Whole-mount CMT immunostaining

The CMT was fixed with 4% PFA/DPBS solution at 4 °C overnight and washed with DPBS three times. The whole CMT was treated with 1 ml washing solution and 1 ml blocking solution with primary antibody (diluted in the blocking solution with a ratio of 1:250) at 4 °C overnight, respectively. The CMT was washed in blocking solution two times for 2 h and subsequently incubated with secondary antibody (diluted in blocking solution with a ratio of 1:500), DAPI (diluted in the blocking solution with a ratio of 1:1000), and Phalloidin (diluted in the blocking solution with a ratio of 1:50) overnight at 4 °C. Then the CMT was washed in DPBS two times for 0.5 h and mounted with Fluoromount-G™ Mounting Medium (Invitrogen). The imaging of the whole CMT was performed by Nikon A1R confocal microscopy with a step of 5 μm and the 3D view of fluorescence images of CMT was reconstructed by NIS-Elements version 5.3.

Drug assays

Drug assays were performed when the CMTs showed stable electrical and mechanical signals after culture for several days. Before drug testing, the medium was changed and the drug assays were conducted after 4 h of recovery. Drugs were dissolved in dimethyl sulfoxide (DMSO, Thermo Fisher Scientific) with a final concentration of less than 1%. Cumulative dosing of drugs was performed in the CMT until the recording signals presented stability. Drugs were purchased from Cayman Chemical.

Integration with microfluidic system

The assembly of the microfluidic chamber and environment control system are illustrated in Figs. S26, S27 in detail. Briefly, the microfluidic chamber template/mold was laser cut from a poly(methyl methacrylate) plate (radius: 4.5 mm, height: 7 mm, volume: ~445 μL). The microfluidic chamber was fabricated by casting polydimethylsiloxane (PDMS, base: cure agent=10:1, Sylgard 184), and the released PDMS chamber was attached to the substrate with a thin layer of PDMS glue. The template/mold for the microfluidic chamber cap with micropillar arrays of different radii (0.5, 0.4, and 0.3 mm) was also laser cut from a poly(methyl methacrylate) plate and PDMS was casted to prepare the cap. The micropillar arrays were designed to eliminate the bubbles in the chamber74. The cap and chamber were bonded with double-coated spacer tape (ARseal 94119, Adhesives Research). Fluid was delivered to the channel using polyethylene tubes (BTPE-50, Instech), with the speed programmably controlled by a syringe pump (Harvard Apparatus, Standard Infuse/Withdraw Pump 11 Pico Plus Elite).

Hypoxic medium was prepared by bubbling ultrapure nitrogen and oxygen (9:1, Airgas) saturated with water to the culture medium (RPMI-1640 with HEPES (Gibco), pulsing 1% B27). The oxygen concentration was calibrated by an oxygen sensor (PCE Instruments). After 10-h hypoxia, the cell medium was replaced by normoxic medium. During the medium switching process, the flow rate was increased from 250 μL/h to 250 μL/min for ~2 min to flush the channel with required medium.

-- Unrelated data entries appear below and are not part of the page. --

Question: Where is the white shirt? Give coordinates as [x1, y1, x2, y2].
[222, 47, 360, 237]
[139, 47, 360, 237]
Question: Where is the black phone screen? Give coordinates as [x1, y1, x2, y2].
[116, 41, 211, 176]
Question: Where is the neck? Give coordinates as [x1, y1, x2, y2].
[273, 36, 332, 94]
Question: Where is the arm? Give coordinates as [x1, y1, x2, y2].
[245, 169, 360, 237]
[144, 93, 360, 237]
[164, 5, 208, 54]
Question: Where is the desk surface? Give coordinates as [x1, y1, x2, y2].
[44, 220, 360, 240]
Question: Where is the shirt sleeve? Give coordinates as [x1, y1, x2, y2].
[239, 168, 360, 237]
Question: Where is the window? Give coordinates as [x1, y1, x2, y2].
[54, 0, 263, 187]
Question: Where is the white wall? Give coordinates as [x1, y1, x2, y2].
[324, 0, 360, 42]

Statistics and reproducibility

Microsoft Excel (version 2021) was used to analyze all data in this work. No statistical method was used to predetermine the sample size. No data were excluded from the analyses. The experiments were not randomized. The investigators were blinded to group allocation during data collection and analysis.

Reporting summary

Further information on research design is available in the Nature Portfolio Reporting Summary linked to this article.